Harry Warschauer is invited to travel from Flackwell Heath to his East German birthplace to remember Kristallnacht.

NOVEMBER 1938, 60 years ago, was when the German Nazis held their first dress rehearsal for the Holocaust -- their attempt to wipe out all the Jews of Europe. They had not yet invented the gas chambers, so they just killed victims retail, not wholesale. They imprisoned them in concentration camps (they had started those); they burned down the synagogues and smashed the shop windows of Jewish businesses.

It happened all over Germany. In my own home town of Forst, in Eastern Germany, it happened too, though a day late. Elsewhere it was on November 9. Here, the Kristallnacht (the Night of Broken Glass), took place on the birthday of Martin Luther, which happens to be my birthday as well.

Our synagogue was close to other, non-Jewish premises.
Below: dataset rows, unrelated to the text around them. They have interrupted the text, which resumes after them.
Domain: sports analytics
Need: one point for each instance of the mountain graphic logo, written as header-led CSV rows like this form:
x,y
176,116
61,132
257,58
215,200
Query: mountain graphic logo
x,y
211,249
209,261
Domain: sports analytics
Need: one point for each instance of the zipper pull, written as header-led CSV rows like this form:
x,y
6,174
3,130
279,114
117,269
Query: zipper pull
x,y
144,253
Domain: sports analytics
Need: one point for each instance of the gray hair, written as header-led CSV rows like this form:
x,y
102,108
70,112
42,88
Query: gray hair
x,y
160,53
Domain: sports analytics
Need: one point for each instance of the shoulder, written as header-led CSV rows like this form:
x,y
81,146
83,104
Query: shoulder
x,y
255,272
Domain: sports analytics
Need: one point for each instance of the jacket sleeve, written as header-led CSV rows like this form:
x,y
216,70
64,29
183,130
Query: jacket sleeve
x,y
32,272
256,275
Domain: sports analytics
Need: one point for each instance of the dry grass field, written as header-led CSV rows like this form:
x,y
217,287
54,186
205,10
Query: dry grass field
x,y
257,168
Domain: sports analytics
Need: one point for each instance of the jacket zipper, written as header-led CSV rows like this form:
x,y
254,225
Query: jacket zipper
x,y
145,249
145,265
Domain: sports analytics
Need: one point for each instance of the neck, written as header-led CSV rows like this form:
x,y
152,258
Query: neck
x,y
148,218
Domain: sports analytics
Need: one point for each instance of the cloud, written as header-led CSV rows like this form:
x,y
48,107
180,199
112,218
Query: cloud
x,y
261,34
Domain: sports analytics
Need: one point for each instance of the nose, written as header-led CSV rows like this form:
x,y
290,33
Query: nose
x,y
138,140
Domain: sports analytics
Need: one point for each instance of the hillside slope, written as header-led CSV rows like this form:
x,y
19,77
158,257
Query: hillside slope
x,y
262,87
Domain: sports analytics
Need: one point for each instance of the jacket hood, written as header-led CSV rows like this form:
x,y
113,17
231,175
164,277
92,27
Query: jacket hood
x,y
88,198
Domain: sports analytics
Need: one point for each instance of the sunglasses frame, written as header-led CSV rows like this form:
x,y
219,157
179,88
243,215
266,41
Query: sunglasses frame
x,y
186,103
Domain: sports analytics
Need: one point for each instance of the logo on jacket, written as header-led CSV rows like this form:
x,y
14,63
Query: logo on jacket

The local fire chief, either very brave or very conscientious, argued with the local Nazi bosses that it was too dangerous to burn down the Forst synagogue, and won the day.

The Nazis confined themselves to plundering prayer books, prayer shawls, altar hangings, cloths and Bibles. These were publicly burned on Linden Square (at that time called Square of Storm Troopers). This was done officially, not by a mob of skinheads.

Earlier this year I received a letter from a local pastor, Ingolf Kschenka, with whom I had previously been in touch. Together with other leading, local citizens, he was planning to set up a memorial on the site of the former synagogue. One of the objects was to refresh people's memory of what had been done in their home town. What did I think of the plan? And he invited me, as one of the survivors, to attend the ceremony.

So, more than 60 years after, I returned to my birthplace as a guest of honour. I was full of trepidation, for various reasons.

I was supposed to make a speech in German, which I had never done before. I had been a sergeant in the British army and fought against the Germans. Many of the younger people there had probably never seen a live Jewish person before. And would the local neoNazis riot against the memorial and me?

I need not have worried.

My German returned from the deep recesses of my memory; as in the TV comedy catchphrase, we never mentioned the War; and I was assured the skinhead Nazis were too cowardly to do more than try to damage memorials in the dead of night.

What also returned from my deep-down memories was a series of snapshots from my childhood. Though some 85 per cent of the town had been destroyed towards the end of the war, I recognised my old first school; a house where we had lived still existed, virtually unchanged. There was the caf near the railway crossing where I had been treated to strawberries and cream.

My memories of the actual synagogue were vague, but what stuck in my mind was my father, as one of the synagogue officials, sitting behind the rabbi -- and the fascinating top-hat he wore. It was of the collapsible kind, known as a chapeau-claque, which you could flatten and open out to its fully glory with a satisfying "clonk" (or claque!).

I had been searching for an example of this imposing headgear all my adult life in England, but without success.

The day after my arrival, Pastor Kschenka drove me to the nearby town of Guben, where my grandparents had lived. We met the local pastor, who could read Hebrew and who lived in the house of the former Jewish cemetery gardener.

He told me he had made a discovery -- and led me to one of the gravestones. The inscription had weathered, but I could make out the name "Rosalie Warschauer".

It was the grave of my grandmother, which I had never ever seen before. For the first time, I was able to say a prayer and leave a small pebble on her grave in the Jewish tradition.

In the evening, there was an ecumenical service in the town centre church of Forst, with moving sermons by Pastor Kschenka and the local Catholic priest.

The musical accompaniment included a Israeli song in Hebrew and German. To my surprise, it was included in the church hymn book.

The next day started with several surprises. After I had been interviewed by a local journalist, Pastor Kschenka arrived -- and produced a real, live chapeau-claque as my birthday present! Heaven knows where he had found that. He then produced a tray of Windbeutel -- my favourite cream puffs, which I must have mentioned at some stage.

Then came the highlight of my visit. In the town centre, a black rock had been placed with the plain inscription "Synagogue Forst" and a Star of David. An appreciable crowd had assembled to witness the unveiling, and hear the addresses of the mayor, the Catholic priest and the pastor. I was proud that Herr Kschenka quoted my favourite saying of Edmund Burke: Evil will triumph when good men do nothing.

Here at Forst I had witnessed good men do something of permanent value.